Airports have a lot of trouble keeping birds away. The most effective way is to hire someone to chase them, shoot them all, or poison them. They seem to adjust to lights, horns, cannons, lasers, and nets.


----------



## TEEJ (Apr 17, 2014)

On the DEFTX thread, one purchase was SPECIFICALLY to keep geese off of a lake, and, it is reported that it worked great for that.

The DEFTX is a rather bright light (High cd), so, its noticeable in broad daylight....and ~ $800 or so.

The birds that migrate (Geese for example) are more easily spooked. Birds that may be return visitors (They hang around for the season, etc...), will need a negative event to associate with the light, noise, or whatever....otherwise, they learn that nothing bad happens when the stimuli is presented, and they start to ignore it. Same for squirrels, etc.

As for your 3 watt Cree, with 220 lumens, its not about lumens, its about the lux (cd) of the light. The lux is what is perceived as glare, and which can startle the birds. The higher a light's cd, the more startling it will be.

The issue, again, is that you can only startle the same bird a few times before it realizes nothing is associated with the flash, and it ignores it. 

You could get a softair gun, which fires plastic BB's that sting but are not deadly, even to a bird unless perhaps an unlucky shot really really close. That can work well, as the sting IS a negative association...and, once stung, they will merely SEE the gun, and run for cover. (Blinding one in one eye is of course a potential problem if that sort of thing bothers you...)

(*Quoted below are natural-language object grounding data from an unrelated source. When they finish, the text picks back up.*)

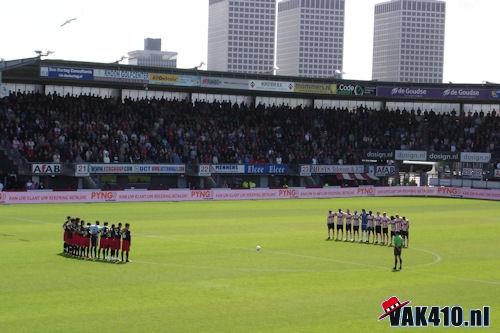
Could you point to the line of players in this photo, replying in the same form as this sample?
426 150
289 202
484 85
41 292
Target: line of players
372 226
81 240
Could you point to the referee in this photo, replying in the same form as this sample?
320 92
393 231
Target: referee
398 245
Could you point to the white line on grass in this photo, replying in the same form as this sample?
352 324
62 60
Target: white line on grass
437 257
437 260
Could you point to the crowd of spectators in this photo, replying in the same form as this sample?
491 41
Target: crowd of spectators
52 128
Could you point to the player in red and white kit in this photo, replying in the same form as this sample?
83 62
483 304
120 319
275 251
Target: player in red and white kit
405 226
355 224
377 221
348 226
330 225
385 228
340 223
126 240
395 227
370 227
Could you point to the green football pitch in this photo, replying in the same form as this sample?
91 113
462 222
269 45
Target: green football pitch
195 268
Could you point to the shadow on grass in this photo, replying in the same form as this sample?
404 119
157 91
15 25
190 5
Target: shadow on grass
101 261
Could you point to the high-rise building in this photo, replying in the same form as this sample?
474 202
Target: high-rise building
241 35
152 44
310 40
408 41
152 55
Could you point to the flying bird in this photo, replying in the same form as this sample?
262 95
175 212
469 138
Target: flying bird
68 21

The projected problem is that these means only provide revenge/reactive relief...as you STILL need to wake up and scare them off...and, they then learn they can come back after you close the window again, etc.

An airgun (Pellet for example) that fires a high speed round designed to kill rather than chase off, the critters is a plan, albeit one which is frowned on in some communities, depending upon your neighbor's proximity/projected reaction to that sort of thing.

There are also small cross bows, blow guns, etc....same idea.

In short, w/o getting a wee bit ridiculous, its better to invest in sound deadening measures (Ear muffs, etc) than weaponry in these scenarios, if sleep, rather than revenge, is your objective.


:tired:


----------



## mcnair55 (Apr 17, 2014)

DoubleA said:


> Lots of very irritating birds wake me up in the early morning hours and I've thought about using a laser pointer to try scaring them away from the area, but they are pretty expensive. So now I'm wondering if a spotlight could do the trick. But how bright would it have to be to be effective in daylight? I have a Cree 3 Watt spotlight that puts out 220 lumens which doesn't seem to have the desired effect.
> 
> Any ideas on what I would need? Has anyone here tried it?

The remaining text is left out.